Che cosa pensa delle scuole di scrittura creativa italiane se riflette in termini di qualità?
Si contano nelle dita di una sola mano, in Italia, quelle che sono tenute da professori veramente preparati, che siano scrittori veri, di alto livello, e che allo stesso tempo conoscano le metodologie didattiche specifiche di quest’area e che abbiano con gli allievi la dose indispensabile di empatia per entrare in sintonia con la loro vocazione naturale.
Ritiene che blog come Sul Romanzo possano essere utili in tale senso e quali sono i rischi all’orizzonte per le proposte on line?
Tutti gli spazi di informazione e di riflessione su questo argomento sono utili, anche perché non sono molti. Ma saranno più utili ancora se sapranno sin dall’inizio separare le iniziative serie da quelle dilettantesche.
Escluso lei, ci indichi qualche nome di insegnante di scrittura creativa in Italia che reputi professionale e originale.
Giuseppe Pontiggia e Pietro Pedace (putroppo già morti), Sandro Veronese, Mia Lecomte, e Valerio Magrelli, gli ultimi due nell’area della poesia.
Quale consiglio darebbe a una persona che sta decidendo come valutare la serietà di un corso di scrittura creativa?
Innanzitutto, leggere alcune opere del suo futuro orientatore. Capire che tipo di scrittore è.

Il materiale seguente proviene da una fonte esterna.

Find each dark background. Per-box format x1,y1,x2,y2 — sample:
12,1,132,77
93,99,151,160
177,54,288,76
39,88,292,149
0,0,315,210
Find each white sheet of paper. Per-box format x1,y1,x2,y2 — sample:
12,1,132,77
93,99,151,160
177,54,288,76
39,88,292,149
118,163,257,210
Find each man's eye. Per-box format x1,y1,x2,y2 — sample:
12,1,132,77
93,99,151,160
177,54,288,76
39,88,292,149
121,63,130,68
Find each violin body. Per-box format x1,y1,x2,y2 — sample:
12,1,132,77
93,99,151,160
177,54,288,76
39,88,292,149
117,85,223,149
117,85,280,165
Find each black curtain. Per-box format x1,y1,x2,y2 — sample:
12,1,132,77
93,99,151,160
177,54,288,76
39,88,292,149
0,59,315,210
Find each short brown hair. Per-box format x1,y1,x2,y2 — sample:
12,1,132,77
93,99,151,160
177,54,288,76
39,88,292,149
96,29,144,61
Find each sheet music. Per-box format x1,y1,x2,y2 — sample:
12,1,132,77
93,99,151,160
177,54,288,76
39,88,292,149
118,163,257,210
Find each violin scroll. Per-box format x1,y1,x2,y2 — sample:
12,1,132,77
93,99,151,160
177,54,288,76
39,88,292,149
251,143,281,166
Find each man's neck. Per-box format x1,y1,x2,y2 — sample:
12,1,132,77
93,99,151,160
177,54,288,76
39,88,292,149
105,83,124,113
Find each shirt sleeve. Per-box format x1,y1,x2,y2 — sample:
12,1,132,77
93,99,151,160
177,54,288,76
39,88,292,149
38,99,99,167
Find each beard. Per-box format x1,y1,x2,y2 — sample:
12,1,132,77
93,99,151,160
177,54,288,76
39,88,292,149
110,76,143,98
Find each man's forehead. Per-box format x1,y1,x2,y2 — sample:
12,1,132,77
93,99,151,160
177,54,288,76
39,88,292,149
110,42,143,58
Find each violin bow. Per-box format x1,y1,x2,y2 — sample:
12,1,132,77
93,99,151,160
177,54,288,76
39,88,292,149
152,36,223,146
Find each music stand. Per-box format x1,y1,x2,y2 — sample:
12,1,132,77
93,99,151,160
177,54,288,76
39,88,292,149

Poi avere un colloquio personale o almeno telefonico con lui o lei, per sentire il suo livello di serietà e capire se c’è un’ “alchimia” tra allievo e professore, una sensibilità condivisa (e anche lui, se è un professionista, deve poter valutare da questi colloqui se ha l’interesse o meno di investire il suo tempo in quell’allievo).